Denzin's use of the drama format means he 'hides behind various named "social science and education superstars" to make his assertions'. Everything depends on the purpose of using a play. Hammersley has not dismissed non-standard forms, any more than he resists statistical tables, and indeed once participated in a conference performance with Steve Woolgar, and he has also used dialogues as a written form to explore conflicting arguments.

For research, however, these forms are less appropriate than 'the purpose of developing arguments supported by evidence, that provide convincing answers to factual questions about the world'. Otherwise, the intended message can be obscured in that it is not clear exactly about what is being claimed and by whom. Researchers have an obligation to be clear and accurate and not use counter-productive rhetoric.

Denzin presents each side in the form of assertions rather than arguments intended to identify common ground and where disagreements lie. It also misrepresents his position:

He does not say or believe that there is no place for methodological pluralism or bricolage, and welcomes some methodological diversity — but not all. He thinks the role of montage or poetry must be shown to be appropriate to research. Of course research is necessarily political and has an important ethical dimension. He is not against radical politics — 'quite the reverse' (7), but sees politics as separate activity, even if it might be the most important current priority.

He does not see a conflict between that evidence has to be produced and constructed and the claim that objective representation is possible. The word objective needs clarification [ referencing himself]. We can answer questions correctly although we can rarely be certain that our answers are correct. Denzin says that Lather is not a Dadaist but she has explicitly proposed a Dada practice [with references, including to an article by Lather called '"Dada practice: a feminist reading"'].

He does not see Barthes as licensing speculative or exaggerated conclusions, but rather that this tendency has been encouraged in qualitative research [thought so] by the influence of post structuralism and post-modernism. Barthes was not a social scientist. His work can of course be criticised.

The fundamental point is that social science has different purposes from literature and art. Of course there can be common requirements, for example 'the thoughtful use of language', and both can use linguistic techniques. However people employed as social scientists, often funded publicly, have an obligation to non-social scientists — taxpayers, people involved in the process — to produce social science, not literature or arts. Others do that, often better than most social scientists 'as would become clear if the latter sought to publish their poems, plays, et cetera through the usual artistic and literary channels' (7-8). Those activities have value but serve different purposes.

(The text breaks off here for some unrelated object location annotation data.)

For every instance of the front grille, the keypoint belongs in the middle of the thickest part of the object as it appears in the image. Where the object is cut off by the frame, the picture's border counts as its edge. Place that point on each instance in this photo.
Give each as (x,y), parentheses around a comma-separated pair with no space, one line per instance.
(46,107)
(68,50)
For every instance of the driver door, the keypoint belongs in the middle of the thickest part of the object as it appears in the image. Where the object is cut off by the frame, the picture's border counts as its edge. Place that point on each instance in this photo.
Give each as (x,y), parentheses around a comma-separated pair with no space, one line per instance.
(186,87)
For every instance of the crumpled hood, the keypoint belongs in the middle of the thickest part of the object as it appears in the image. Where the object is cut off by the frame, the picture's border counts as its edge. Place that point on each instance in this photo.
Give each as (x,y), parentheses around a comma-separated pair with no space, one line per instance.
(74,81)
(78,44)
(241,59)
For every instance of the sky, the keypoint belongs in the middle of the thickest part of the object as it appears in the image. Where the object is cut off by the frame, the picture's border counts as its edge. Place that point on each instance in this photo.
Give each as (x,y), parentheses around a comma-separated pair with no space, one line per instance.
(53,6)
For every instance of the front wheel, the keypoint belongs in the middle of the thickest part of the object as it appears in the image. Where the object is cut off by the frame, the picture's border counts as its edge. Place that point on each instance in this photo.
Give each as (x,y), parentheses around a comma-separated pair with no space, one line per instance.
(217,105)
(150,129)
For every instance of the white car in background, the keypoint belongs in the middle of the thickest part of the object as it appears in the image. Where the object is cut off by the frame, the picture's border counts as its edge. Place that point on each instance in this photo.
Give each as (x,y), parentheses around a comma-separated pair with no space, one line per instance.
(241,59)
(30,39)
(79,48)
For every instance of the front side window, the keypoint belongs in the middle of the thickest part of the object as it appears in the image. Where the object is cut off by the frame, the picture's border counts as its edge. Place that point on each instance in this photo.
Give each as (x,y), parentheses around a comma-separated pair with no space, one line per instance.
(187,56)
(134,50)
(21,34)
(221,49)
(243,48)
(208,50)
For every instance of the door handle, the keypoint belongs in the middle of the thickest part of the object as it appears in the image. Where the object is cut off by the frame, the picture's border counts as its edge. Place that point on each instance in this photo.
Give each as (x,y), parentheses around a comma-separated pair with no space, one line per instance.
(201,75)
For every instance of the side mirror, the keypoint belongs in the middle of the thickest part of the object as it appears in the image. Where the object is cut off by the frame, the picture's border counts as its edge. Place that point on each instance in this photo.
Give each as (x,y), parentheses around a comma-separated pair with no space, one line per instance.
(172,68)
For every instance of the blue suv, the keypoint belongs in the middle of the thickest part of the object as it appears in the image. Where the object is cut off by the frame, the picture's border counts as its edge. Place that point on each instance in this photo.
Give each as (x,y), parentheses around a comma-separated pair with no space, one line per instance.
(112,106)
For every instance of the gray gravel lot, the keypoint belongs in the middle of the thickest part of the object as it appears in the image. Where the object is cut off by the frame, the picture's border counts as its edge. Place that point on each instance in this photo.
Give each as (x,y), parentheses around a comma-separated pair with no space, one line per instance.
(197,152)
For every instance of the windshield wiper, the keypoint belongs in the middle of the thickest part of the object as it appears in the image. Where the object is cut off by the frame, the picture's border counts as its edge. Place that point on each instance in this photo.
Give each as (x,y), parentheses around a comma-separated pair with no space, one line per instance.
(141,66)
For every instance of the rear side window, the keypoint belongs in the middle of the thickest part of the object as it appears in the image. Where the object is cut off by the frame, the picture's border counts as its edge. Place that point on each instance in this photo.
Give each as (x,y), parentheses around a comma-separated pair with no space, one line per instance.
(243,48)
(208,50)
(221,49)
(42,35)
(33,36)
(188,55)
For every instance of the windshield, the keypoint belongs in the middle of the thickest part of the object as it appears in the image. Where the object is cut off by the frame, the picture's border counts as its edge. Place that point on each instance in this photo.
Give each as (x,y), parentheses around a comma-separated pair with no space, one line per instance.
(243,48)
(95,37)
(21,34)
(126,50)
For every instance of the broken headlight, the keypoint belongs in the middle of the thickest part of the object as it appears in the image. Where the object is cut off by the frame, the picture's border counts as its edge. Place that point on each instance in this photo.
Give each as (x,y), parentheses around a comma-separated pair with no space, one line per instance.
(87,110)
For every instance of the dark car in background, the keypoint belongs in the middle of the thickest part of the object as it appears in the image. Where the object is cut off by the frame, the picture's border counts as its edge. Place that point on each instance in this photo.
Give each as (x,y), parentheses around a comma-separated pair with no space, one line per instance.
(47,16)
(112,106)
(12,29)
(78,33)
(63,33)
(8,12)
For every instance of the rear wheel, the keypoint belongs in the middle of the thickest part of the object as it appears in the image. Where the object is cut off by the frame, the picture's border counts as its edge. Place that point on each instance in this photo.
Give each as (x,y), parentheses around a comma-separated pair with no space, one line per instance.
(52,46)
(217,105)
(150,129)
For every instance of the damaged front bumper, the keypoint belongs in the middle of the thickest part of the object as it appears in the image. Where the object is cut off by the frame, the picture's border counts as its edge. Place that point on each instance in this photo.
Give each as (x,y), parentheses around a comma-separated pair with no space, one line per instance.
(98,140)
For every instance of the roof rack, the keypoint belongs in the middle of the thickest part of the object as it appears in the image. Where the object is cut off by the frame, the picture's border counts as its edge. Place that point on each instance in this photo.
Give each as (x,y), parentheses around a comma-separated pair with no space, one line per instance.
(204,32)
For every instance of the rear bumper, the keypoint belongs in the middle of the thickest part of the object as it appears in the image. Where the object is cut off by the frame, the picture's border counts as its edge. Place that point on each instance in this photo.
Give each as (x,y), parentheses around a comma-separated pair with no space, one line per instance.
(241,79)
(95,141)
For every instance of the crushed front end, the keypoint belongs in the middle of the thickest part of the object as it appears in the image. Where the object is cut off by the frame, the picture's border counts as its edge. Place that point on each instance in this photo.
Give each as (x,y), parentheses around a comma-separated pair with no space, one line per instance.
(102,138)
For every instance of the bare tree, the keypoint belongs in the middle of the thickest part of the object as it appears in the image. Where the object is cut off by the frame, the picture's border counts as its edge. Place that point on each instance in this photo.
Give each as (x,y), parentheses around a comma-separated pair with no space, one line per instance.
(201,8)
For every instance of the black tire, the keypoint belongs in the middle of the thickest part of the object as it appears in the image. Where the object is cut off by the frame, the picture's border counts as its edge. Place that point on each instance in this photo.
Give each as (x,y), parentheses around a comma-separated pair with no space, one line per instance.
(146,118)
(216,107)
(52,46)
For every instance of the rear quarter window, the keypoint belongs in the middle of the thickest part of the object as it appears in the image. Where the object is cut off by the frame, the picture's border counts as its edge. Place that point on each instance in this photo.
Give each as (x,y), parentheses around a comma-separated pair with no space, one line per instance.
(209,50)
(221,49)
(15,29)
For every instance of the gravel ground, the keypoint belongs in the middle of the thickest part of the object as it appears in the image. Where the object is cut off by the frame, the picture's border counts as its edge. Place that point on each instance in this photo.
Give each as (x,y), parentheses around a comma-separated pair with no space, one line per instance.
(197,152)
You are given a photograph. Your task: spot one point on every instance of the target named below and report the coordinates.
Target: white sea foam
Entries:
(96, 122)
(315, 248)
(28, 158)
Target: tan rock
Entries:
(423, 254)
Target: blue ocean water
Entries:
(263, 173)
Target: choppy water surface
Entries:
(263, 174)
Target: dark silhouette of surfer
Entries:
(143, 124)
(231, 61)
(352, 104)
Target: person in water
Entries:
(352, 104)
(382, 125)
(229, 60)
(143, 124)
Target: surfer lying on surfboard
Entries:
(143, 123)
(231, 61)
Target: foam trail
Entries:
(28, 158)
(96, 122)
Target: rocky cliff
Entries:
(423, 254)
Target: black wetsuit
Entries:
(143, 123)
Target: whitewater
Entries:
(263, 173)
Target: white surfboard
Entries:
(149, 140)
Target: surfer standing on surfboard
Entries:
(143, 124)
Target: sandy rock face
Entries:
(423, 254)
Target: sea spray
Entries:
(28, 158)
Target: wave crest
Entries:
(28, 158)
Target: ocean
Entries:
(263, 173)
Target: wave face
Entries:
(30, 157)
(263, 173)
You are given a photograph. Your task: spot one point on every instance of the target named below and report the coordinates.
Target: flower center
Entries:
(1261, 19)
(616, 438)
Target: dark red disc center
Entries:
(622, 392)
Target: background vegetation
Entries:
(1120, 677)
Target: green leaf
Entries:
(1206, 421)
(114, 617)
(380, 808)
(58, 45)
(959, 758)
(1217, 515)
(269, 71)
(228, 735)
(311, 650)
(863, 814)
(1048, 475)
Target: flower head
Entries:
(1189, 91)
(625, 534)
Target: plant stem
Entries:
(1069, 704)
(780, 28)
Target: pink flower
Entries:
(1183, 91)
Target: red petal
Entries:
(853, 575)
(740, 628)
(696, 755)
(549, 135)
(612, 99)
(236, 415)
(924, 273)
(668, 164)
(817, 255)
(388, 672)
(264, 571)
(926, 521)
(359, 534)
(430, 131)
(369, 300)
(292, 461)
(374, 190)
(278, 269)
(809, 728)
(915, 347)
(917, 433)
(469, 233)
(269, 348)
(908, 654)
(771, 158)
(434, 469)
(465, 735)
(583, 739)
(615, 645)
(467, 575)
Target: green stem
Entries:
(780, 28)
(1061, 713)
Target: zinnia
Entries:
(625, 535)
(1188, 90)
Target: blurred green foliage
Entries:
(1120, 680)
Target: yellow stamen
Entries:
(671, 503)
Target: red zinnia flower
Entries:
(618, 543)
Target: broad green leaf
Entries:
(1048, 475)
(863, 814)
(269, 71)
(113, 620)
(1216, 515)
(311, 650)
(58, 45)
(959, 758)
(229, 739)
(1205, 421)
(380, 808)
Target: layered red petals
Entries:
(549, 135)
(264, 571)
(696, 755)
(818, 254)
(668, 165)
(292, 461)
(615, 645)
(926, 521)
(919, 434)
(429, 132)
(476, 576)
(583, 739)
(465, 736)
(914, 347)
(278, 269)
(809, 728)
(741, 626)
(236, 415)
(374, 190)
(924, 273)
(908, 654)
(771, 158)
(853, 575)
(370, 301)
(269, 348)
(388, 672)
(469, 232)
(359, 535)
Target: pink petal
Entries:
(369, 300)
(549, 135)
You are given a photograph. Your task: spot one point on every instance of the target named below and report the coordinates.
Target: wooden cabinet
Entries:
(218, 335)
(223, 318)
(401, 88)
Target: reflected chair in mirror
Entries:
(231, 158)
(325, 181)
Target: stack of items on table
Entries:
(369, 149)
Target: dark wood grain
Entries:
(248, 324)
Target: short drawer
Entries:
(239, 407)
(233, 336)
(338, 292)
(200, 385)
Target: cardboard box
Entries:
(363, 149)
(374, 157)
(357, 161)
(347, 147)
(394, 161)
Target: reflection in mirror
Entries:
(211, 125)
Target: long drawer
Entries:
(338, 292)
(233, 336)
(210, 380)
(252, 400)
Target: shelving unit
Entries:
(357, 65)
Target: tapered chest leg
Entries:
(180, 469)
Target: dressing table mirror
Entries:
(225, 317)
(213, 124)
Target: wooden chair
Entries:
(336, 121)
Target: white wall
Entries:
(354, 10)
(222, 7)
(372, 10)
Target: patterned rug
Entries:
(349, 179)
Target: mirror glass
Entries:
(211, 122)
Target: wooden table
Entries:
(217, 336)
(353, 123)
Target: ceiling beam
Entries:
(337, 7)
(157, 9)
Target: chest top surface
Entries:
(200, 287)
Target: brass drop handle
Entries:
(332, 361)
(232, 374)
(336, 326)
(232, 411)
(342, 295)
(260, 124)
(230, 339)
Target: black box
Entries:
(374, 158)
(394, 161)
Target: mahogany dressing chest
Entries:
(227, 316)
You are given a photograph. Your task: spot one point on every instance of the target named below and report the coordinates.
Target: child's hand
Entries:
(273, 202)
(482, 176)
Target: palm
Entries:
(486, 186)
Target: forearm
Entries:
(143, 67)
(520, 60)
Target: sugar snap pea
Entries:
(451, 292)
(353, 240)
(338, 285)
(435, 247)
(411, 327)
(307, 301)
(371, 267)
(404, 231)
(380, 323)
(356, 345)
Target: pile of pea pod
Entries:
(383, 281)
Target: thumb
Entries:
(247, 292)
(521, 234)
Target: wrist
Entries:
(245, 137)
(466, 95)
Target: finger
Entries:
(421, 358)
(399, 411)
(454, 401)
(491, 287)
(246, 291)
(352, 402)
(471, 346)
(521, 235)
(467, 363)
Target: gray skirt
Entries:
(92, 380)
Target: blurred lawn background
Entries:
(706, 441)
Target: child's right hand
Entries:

Threats to funding of qualitative research are serious, and this should not be dismissed as an apocalyptic view. Blumer did indeed say that the world is obdurate and will 'kick back'. It can only be an impoverished notion of friendship or collegiality to argue that people should not raise questions about influential trends — 'a friend or colleague should tell you what he or she thinks, not what you want to hear'.

Claiming to be engaged in social science while really producing art or practising politics is 'unethical', pursuing one activity disguised as another. We cannot just redefine research however we wish — 'it can only be a joke' [citing Woody Allen].